Dr. Ogo Egbuna brings nearly two decades of expertise to the intersection of clinical medicine and drug development, all dedicated to kidney disease. His impressive academic and professional journey includes training at prestigious institutions such as Mount Sinai, the University of Rochester, Beth Israel Deaconess Medical Center, Harvard, and MIT. An internist-transplant nephrologist, Dr. Egbuna completed medical school at the University of Nigeria before his specialized training in the United States. He spent a decade at Amgen before joining Vertex Pharmaceuticals, where he currently serves as Vice President of Clinical Development and Global Clinical Development Lead for the company's APOL1-mediated kidney disease program. He also contributes his expertise to the board of the Kidney Health Initiative, a collaborative effort between the FDA and the American Society of Nephrology.

The critical role of APOL1 variants in explaining this health disparity became clear with their discovery in 2010. Further solidifying this understanding, a study published in *Nature Medicine* on March 20, 2017, definitively proved that certain variants of the APOL1 gene cause kidney disease. Professor Jeff Miner, a co-author of the study, expressed his satisfaction, stating, "I am thrilled to have been able to participate in a study that helps us to better understand the pathogenesis of kidney disease in African-Americans."

Dr. Egbuna has been a tireless advocate for increasing public awareness and promoting early screening, including genetic testing, to accurately identify the underlying cause of kidney disease. He emphasizes that "kidney disease often progresses silently, is underdiagnosed, and is sometimes mislabeled as something else. Too many individuals receive a diagnosis only when their condition has reached an advanced stage, and even then, the diagnosis might not tell the full story or could be wrong entirely." He has shared his insights at various public forums, including an NMQF Webinar on March 18, 2022, and the Black Health Matters Summit on June 8, 2022. Regarding the challenging yet promising path of developing new therapies, he remarked in a March 20, 2024, podcast, "Nothing good or great comes easy.

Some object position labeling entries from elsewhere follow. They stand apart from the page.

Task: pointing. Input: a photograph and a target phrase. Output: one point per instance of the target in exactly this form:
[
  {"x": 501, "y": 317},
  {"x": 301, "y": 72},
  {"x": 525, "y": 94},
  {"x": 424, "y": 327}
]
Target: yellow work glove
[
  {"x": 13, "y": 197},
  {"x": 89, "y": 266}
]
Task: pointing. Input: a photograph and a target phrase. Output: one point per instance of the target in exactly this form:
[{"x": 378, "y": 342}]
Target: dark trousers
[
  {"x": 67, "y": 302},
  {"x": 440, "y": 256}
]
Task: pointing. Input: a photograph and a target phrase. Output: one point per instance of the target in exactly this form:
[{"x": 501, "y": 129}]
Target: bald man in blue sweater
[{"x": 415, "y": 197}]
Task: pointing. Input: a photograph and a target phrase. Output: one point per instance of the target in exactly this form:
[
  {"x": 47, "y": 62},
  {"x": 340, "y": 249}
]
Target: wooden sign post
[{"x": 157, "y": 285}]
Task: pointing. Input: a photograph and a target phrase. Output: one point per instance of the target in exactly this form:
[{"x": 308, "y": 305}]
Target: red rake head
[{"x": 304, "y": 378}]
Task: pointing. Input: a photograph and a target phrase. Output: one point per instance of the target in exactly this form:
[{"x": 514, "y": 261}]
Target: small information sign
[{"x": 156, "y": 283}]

Therein lies the promise and the excitement."

His team at Vertex Pharmaceuticals is actively engaged in developing potential small molecule therapies specifically designed to target the root cause of AMKD. A significant stride in this effort was the publication of results from a single-group phase 2a clinical study on Inaxaplin in the *New England Journal of Medicine* on March 16, 2023. This investigational therapy, co-authored by Dr. Egbuna, aims to inhibit APOL1 function. The study, involving 13 participants with two APOL1 variants and biopsy-proven focal segmental glomerulosclerosis, demonstrated a significant reduction in protein excretion. Dr. Egbuna's team concluded that "these data provide a rationale to test the hypothesis that with a longer treatment period, Inaxaplin therapy may prevent or slow progression to end-stage kidney disease." He has openly shared his enthusiasm for this work, stating, "This is actually one of the most difficult kidney diseases that have plagued a minority population and underserved population for so long... But we do know now that there is a genetic basis for a lot of this disparity."

The narrative of APOL1-mediated kidney disease is also deeply connected to broader discussions about racial bias in medical diagnostics. For many years, a race-based modifier was incorporated into the estimated glomerular filtration rate (eGFR) equation, a standard clinical laboratory test used to assess kidney function. This context highlights the long-standing need for more precise, genetically informed diagnostic and treatment approaches that move beyond broad racial categorizations.

The ongoing research and advocacy led by Dr. Egbuna represent a critical turning point in addressing a major health disparity affecting the Black community. With the promise of targeted therapies like Inaxaplin, the medical community is hopeful that understanding the genetic basis of AMKD will lead to earlier diagnoses, more effective treatments, and ultimately, a significant reduction in kidney failure rates for those most vulnerable. The continued development of these therapies will be a key area to watch.